Responsibility for hashing content is split in two. The first interested party is the
collectstatic management command. After finishing collection, it looks for a magic method,
post_process(), on the underlying
Storage and calls it if present. This method is intended to be generic, performing arbitrary work and returning a list of impacted static files.
post_process() method is apparently not well-used: after a search across all public Python repositories on both GitHub and BitBucket, the only implementation I found was Django’s own content hash generator. Tellingly, Django’s implementation is completely generic with respect to the underlying storage, living as it does in a mixin; it’s not clear to me it belongs on
Storage at all.
Modern day Django
Fast forward to today, and the fantastic Django 1.7.4 release. Aside from a small refactoring to introduce the new
ManifestFilesMixin (a slight variant on the previous
CachedFilesMixin), and the introduction of deconstructibility to support using storages with 1.7’s new migrations, things have largely remained the same in this corner of core Django.
The Django community hasn’t stood still, however. The Django Storages project has implemented several commonly-used storages, including for Amazon S3, Azure, and other well-known cloud providers. And packages like Django Compressor have filled in the critical gap between static files, which are intended to be served directly, and the assets from which they are generated1.
I think the fact that the ecosystem has flourished demonstrates that the original design, while imperfect, is still quite sound. I do think there is an opportunity for a beneficial (if backwards-incompatible) refactoring.
There’s an opportunity to clarify layering. Django’s storage abstractions should be independent of any specific use. For example, they should not refer back to
MEDIA_* settings; media and static files should be strict consumers of the storage layer.

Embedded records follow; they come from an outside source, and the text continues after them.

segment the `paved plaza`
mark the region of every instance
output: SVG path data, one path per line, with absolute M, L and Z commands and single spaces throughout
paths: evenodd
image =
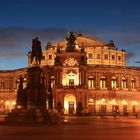
M 140 140 L 140 119 L 65 117 L 61 125 L 0 124 L 0 140 Z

It might also be worth reconsidering the restriction that storages must be constructible without any parameters; this has led to a flourishing of storage classes whose only purpose is to override defaults.
Then there’s the question of the precise responsibilities of
Storage implementations. Path-to-URL mapping, so fundamental to storages in all cases in Django 1.0, is only sometimes needed today. In addition, there are plenty of real-world storages where common operations (directory listings, reading back written files) are either expensive in the underlying filesystem, or simply impossible. There is currently little clarity around which
Storage methods are required in derived classes, and which are optional. The bottom line today seems to be: if you use an exotic
Storage, and it blows up in your use case, then you’re out of luck.

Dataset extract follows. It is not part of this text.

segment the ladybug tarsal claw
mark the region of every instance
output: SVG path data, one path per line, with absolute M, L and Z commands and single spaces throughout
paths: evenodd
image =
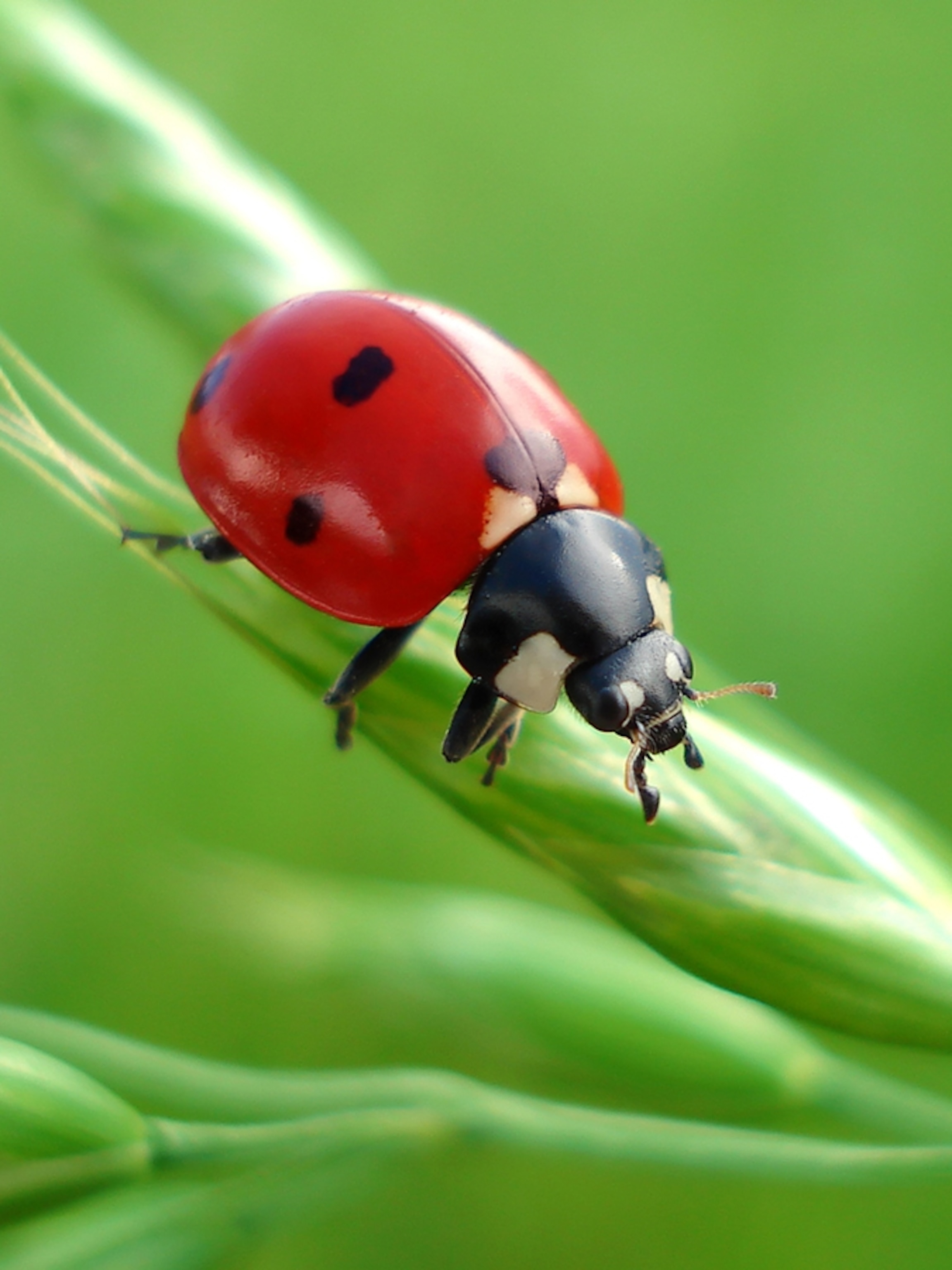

Finally, the sheer number of third-party asset pipelines for Django shows that there’s a lot more room to grow. I suspect that, much like they did with migrations, the core Django team will take their time before finally deciding on the one true path forward.
 Asset pipelines are my secret reason for spending time here. After evaluating the big two, Compressor and Pipeline, Peter and I rolled our own for Cloak. It’s something we’re considering shipping publicly. I’m more closely aligned with Compressor in spirit, but it was primarily designed with runtime in mind; its “offline” compression feels like somewhat of an afterthought.